07 November 2015 ~ 8 Comments

How to “Randoize” a TT Bike

Last year, I was surprised that on the 24-hour races I was in, how many how full-on TT bikes there were, instead of a regular bike with clip-on aerobars. In December of 2014 I picked up a 2nd hand Cervelo P3C time trial / triathlon bike (for a song). Since many (most) of my training rides are solo, I figured “why not use a TT bike?” as it is faster. The exception is those routes that have a lot of steep climbing as the front chainring is 53/39, instead 50/33 like my other distance bikes. So this summer, but many of my 100K and some of 200K rides I have been using this machine.

Here is how to “Randoize” a TT bike (trick it out for use in randonneuring):

~ Add a second water bottle up underneath the aerobars with a hose that I can reach while writing. (This bike only has one water bottle attachment point.)

~ Add a custom-made eoGEAR bike bag that has Velcro long enough to go around the flat seatpost.

~ Long cage derailleur and a 12/30 cassette to make it easier getting up those nine or 10% hills.

~ Add a light extension bracket so the front main light is sitting below the handlebars. This position shows the texture and holes in the road better.

~ Mountain bike pedals to facilitate shoes that are easy to walk in.

~ Heavily padded TT saddle which presumably will absorb some of the vibrations of this stiff bike.

~ 38mm carbon wheels switch still except a standard 48 mm Presta valve. Deep enough to be slightly aero, but not so deep you get blown over in most cross winds.

8 Responses to “How to “Randoize” a TT Bike”
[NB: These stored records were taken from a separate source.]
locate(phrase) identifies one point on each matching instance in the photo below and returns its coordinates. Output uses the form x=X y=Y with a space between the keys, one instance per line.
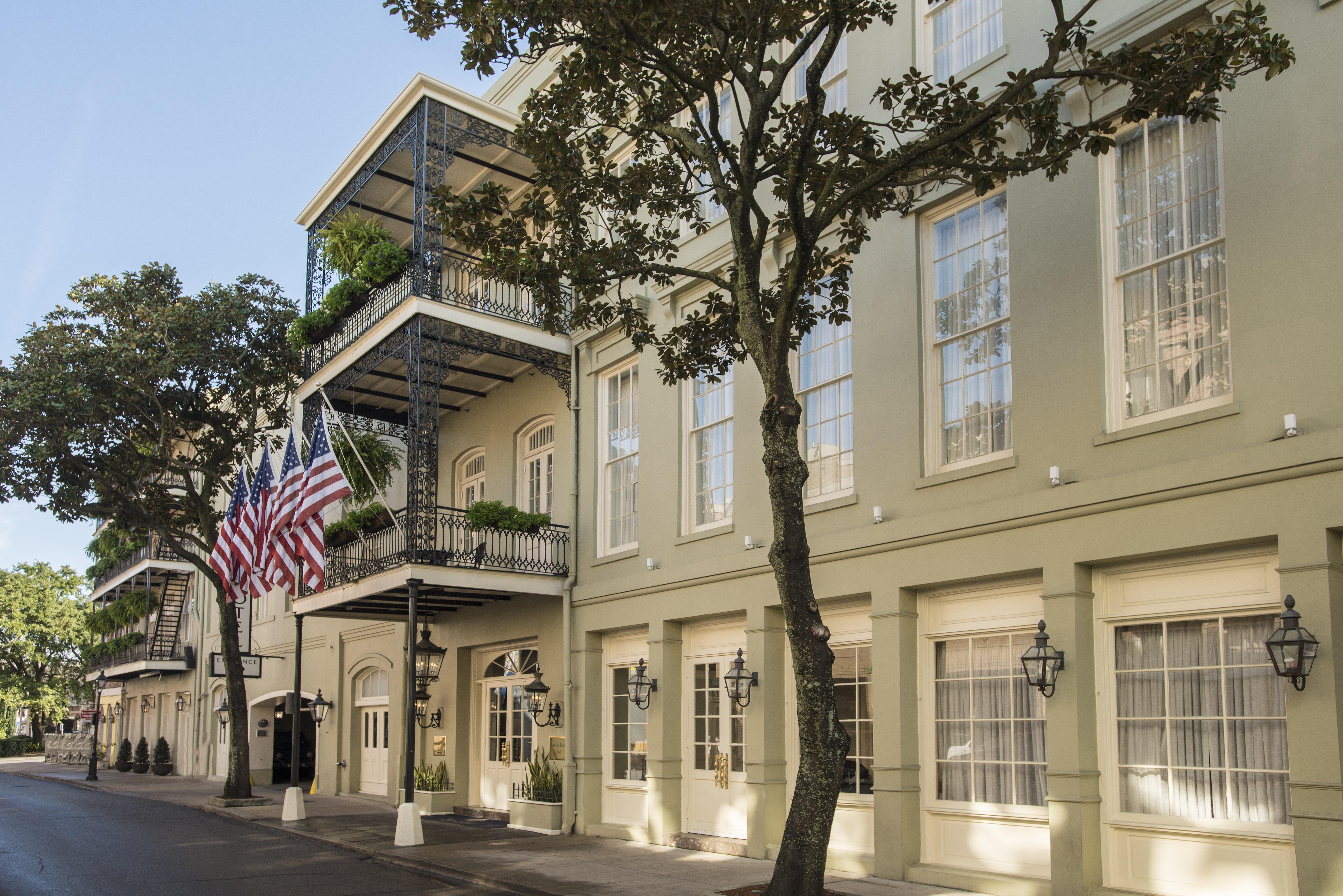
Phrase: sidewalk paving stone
x=492 y=855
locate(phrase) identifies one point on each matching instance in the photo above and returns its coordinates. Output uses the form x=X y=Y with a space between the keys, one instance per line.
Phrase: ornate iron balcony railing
x=154 y=550
x=456 y=545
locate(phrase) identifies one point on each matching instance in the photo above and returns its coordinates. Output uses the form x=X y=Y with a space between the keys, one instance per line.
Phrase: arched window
x=471 y=479
x=515 y=663
x=373 y=687
x=538 y=486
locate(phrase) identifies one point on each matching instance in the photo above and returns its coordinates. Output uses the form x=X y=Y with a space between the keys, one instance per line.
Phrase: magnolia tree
x=138 y=403
x=692 y=97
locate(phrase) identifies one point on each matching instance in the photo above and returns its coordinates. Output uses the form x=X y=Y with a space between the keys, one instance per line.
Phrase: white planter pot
x=540 y=819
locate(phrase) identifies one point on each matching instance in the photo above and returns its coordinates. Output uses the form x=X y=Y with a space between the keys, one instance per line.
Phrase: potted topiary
x=140 y=765
x=162 y=764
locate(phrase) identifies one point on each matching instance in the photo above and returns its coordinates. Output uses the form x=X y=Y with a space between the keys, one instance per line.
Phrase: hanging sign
x=252 y=666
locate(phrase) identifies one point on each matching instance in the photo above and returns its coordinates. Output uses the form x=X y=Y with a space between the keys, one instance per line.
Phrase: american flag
x=324 y=484
x=260 y=511
x=224 y=557
x=281 y=553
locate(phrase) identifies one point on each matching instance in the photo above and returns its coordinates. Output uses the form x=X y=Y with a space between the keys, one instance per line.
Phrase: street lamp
x=100 y=683
x=422 y=707
x=1293 y=648
x=429 y=660
x=536 y=704
x=319 y=708
x=641 y=686
x=739 y=680
x=1043 y=664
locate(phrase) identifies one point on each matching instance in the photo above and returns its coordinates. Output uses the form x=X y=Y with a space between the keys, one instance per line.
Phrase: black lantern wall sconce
x=1293 y=648
x=739 y=680
x=1043 y=664
x=536 y=703
x=641 y=686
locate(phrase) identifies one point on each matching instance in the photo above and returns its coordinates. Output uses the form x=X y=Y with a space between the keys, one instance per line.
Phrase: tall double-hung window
x=963 y=33
x=621 y=465
x=970 y=365
x=1169 y=304
x=711 y=451
x=825 y=381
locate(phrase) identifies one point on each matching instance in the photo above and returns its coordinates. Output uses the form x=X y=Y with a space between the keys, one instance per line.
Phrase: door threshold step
x=708 y=844
x=481 y=812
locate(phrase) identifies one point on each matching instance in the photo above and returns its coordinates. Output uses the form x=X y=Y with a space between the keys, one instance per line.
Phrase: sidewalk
x=477 y=851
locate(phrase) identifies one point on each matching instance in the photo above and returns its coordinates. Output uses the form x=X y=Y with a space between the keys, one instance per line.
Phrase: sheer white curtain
x=1202 y=730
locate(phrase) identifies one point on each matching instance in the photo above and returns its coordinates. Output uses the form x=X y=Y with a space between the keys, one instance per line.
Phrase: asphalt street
x=60 y=839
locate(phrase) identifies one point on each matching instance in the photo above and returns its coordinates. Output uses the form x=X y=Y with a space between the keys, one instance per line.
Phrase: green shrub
x=432 y=778
x=348 y=237
x=496 y=515
x=382 y=262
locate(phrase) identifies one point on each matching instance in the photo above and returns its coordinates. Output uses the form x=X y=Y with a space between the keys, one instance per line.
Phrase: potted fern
x=434 y=792
x=162 y=762
x=540 y=808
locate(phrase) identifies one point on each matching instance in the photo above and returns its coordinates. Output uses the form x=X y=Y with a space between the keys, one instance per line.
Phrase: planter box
x=539 y=819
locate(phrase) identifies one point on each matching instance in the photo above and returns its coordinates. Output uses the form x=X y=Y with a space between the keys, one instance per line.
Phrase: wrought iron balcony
x=456 y=545
x=154 y=550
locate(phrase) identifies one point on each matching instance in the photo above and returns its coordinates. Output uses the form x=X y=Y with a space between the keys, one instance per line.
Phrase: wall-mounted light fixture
x=1293 y=648
x=1043 y=664
x=641 y=686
  1. Ed 8 November 2015 at 3:31 pm Permalink

    Richard, our setups are amazingly similar. I’m also a Rando doing my first 24 hour race at Borrego this week. I will be on a black and red Cervelo S3 road bike with clip ons and aero wheels. Only difference is I put my water bottles behind the seat. I did a 200k, 300k and 600k this way excepting the handlebar bag, I elected to remove it for the race. See you there. I will look you up. I am in the youngster’s class (55-59). GL Ed Rusa#560

  2. Rando Richard 8 November 2015 at 6:23 pm Permalink

    Ed, I was thinking of putting one bottle behind the saddle. Can you access it while riding?

  3. Ed 9 November 2015 at 5:15 pm Permalink

    I have an XLAB 400 wing that attaches to the seat rails. I have two waterbottle cages fixed to it. I have tubes and tire irons in the middle well of the XLAB. I have no problem reaching to get bottles. I used this on PBP. At Borrego I additionally plan to use a water bottle connected to my clip on bars in a horizontal fashion. It has a straw. I am not sure if I will like this straw deal. I normally grab a 2-4 oz drink every 10 minutes. I will have in effect three bottles on the bike and will stop about every 100 miles (riding upsupported…will stop every 5 or 6 laps). It took my one ride to be comfortable reaching to my hip for the bottle and maybe two rides before I could put it back instantly without fumbling around. Depending on who’s aerodynamic lies you wish to believe, elimination of the two bottles on the seat and down tubes cuts either 30 or 50 grams of drag. Not huge.

  4. Rando Richard 9 November 2015 at 5:33 pm Permalink

    Today, I adapted a SKS single bottle holder to attach behind my seat post and tried it on a training ride. But then where do I put my bag with flat repair stuff? Under it maybe, or in my jersey? I may stick with the bottle under the aerobars and one on the frame.

  5. Ed 10 November 2015 at 3:17 pm Permalink

    The flat repair stuff is why I went with the xlabs wing, I can fit two tubes and levers or one tube and a CO2. I usually mount a small Lezyne pump to the cages. I am pretty sure the positioning of bottles is not a big deal compared to the positioning of our bodies. I had a fitting for TT position and tried it out on a 300k ride. Too low. I raised the position a bit. Hope it is good at around sunrise Saturday morning and I have 240 or so miles in the bank. Optimism never hurts.

  6. Ed 23 November 2015 at 6:02 pm Permalink

    Congrats on your win. Do you get to wear the rainbows on your jersey sleeve?

  7. Rando Richard 24 November 2015 at 8:33 am Permalink

    Ha! At least they had an awards ceremony. Last year, due to the small size of the restaurant, there was none. How did you day go?

  8. Adam Rando 26 October 2016 at 11:27 am Permalink

    hi I’m new to this, my longest ride is 150 mi. I’ve never used aero bars, just regular drop bars that are slightly lower than my saddle. Is this aero position with drop bars more comfortable than a more upright “standard” road position ?

    I imagine that resting weight on elbows/forearms could be more comfortable despite being bent over more.

    I am not interested in going faster if it means that it will cause more back/neck fatigue at the end of a long brevet.